Эвелина озабочено посмотрела на рукав.
– Вот черт, выходит, она меня все-таки достала, когда я ее руку с ножом перехватила… Костюм мне попортила, тварь!
– Да ладно – костюм, я про руку спрашиваю!
– Да подумаешь, рука заживет, а вот костюм жалко. Что ж мне, явиться к своему сеньору в штопаном? Ох, Дольф… – она вдруг пошатнулась. – Что-то мне…
Я едва успел ее подхватить. Девочка была без сознания. Я быстро уложил ее на телегу, воткнув факел в щель между бортовыми досками, и, не церемонясь, разорвал до конца уже пострадавший рукав. Так и есть – порез через все предплечье, кровь течет непрерывно, похоже, задета вена – но, к счастью, именно задета, а не вскрыта по всей длине, иначе… но все равно удивительно, что Эвьет не отрубилась раньше. Я сдернул с нее пояс, затянул жгут ниже локтя. Кровотечение остановилось почти мгновенно – так, уже хорошо. Теперь можно обработать и перевязать рану…
Наконец я закончил свое дело и убедился, что девочка в безопасности. Она не открывала глаза, но я знал, что обморок перешел в сон, и ей нужно восстановить силы. Пока я занимался ее раной, я действовал быстро и четко, как всегда в таких случаях, не отвлекаясь ни на какие посторонние мысли. Но теперь… теперь я вдруг почувствовал безмерное облегчение оттого, что успел. Что жизни Эвелины больше ничего не угрожает. Ну то есть ничего – это, конечно, сильно сказано, покажите мне такое место в Империи, где человеку может ничего не угрожать (разве что в могиле, припомнились мне слова Эвьет) – но, во всяком случае, от потери крови она не умрет. И это чувство совсем не походило на обычное профессиональное удовлетворение от хорошо сделанной работы, как с предыдущими моими пациентами. Пожалуй, мое облегчение было слишком уж безмерным, учитывая, что рана была простой, меры – стандартными, а помощь – своевременной. Просто снова – теперь уже не во сне, а наяву – я почувствовал, насколько меня пугает возможность ее гибели. Уже не просто сожаление о смерти достойной личности, но страх личной потери…

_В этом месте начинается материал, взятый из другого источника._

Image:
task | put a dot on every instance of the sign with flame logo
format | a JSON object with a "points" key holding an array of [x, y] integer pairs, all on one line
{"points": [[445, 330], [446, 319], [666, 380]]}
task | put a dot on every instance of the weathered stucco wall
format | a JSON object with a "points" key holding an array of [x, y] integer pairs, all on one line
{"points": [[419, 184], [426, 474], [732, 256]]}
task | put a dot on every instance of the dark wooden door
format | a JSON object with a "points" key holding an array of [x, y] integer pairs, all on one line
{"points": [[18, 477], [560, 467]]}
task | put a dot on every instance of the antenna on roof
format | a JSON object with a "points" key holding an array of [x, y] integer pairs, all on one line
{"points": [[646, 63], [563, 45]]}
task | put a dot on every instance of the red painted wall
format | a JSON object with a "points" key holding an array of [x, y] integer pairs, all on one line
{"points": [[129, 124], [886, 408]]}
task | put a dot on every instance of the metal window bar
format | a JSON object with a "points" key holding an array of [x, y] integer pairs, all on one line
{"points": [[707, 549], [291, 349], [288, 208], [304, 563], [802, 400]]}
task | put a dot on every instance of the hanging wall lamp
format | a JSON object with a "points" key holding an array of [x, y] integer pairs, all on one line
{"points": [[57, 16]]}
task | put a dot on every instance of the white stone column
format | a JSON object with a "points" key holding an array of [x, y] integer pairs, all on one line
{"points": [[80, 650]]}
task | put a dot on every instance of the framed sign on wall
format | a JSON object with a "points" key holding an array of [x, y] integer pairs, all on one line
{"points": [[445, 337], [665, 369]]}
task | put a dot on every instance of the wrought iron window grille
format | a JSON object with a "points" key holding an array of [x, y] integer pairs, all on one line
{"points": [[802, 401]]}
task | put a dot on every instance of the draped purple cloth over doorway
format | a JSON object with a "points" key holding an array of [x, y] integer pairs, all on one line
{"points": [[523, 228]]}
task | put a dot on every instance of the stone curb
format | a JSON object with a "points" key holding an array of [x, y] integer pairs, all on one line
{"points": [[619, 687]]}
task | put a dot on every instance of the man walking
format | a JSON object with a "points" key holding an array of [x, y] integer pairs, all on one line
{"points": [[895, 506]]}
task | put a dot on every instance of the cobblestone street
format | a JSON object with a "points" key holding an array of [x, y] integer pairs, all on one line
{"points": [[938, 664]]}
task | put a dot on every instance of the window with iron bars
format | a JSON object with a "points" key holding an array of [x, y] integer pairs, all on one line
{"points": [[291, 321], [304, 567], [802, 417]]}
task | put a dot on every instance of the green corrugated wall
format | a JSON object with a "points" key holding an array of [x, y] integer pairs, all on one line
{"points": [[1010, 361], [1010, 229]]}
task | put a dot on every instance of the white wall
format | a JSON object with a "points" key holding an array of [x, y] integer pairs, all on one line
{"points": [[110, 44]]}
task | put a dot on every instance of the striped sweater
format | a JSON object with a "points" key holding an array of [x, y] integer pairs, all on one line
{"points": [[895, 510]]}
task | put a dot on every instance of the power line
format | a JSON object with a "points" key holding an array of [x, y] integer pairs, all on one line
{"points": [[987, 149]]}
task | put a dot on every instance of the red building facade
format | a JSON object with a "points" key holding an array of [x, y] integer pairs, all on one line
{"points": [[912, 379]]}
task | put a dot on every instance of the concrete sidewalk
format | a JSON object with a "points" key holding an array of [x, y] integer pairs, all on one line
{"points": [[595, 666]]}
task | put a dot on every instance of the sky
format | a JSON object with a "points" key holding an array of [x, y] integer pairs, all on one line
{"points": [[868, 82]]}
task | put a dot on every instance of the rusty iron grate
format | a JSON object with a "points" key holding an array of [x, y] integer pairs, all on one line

Нет, негоже это, совсем негоже – испытывать страх за чужую жизнь. Мне никто не нужен. Мне – никто – не нужен…
Она назвала меня другом, вспомнилось мне. Да ладно, это просто фигура речи. О какой дружбе можно говорить, если я в два с половиной раза старше ее? И, главное, после смерти учителя мне не требуются друзья. А ей? Ей, может, и требуются. Но это уже не мои проблемы, не так ли? Через несколько дней, в Нуарроте, мы расстанемся. Скорее всего – навсегда, если только когда-нибудь случайность не сведет нас вместе снова. Я так решил, и я так сделаю.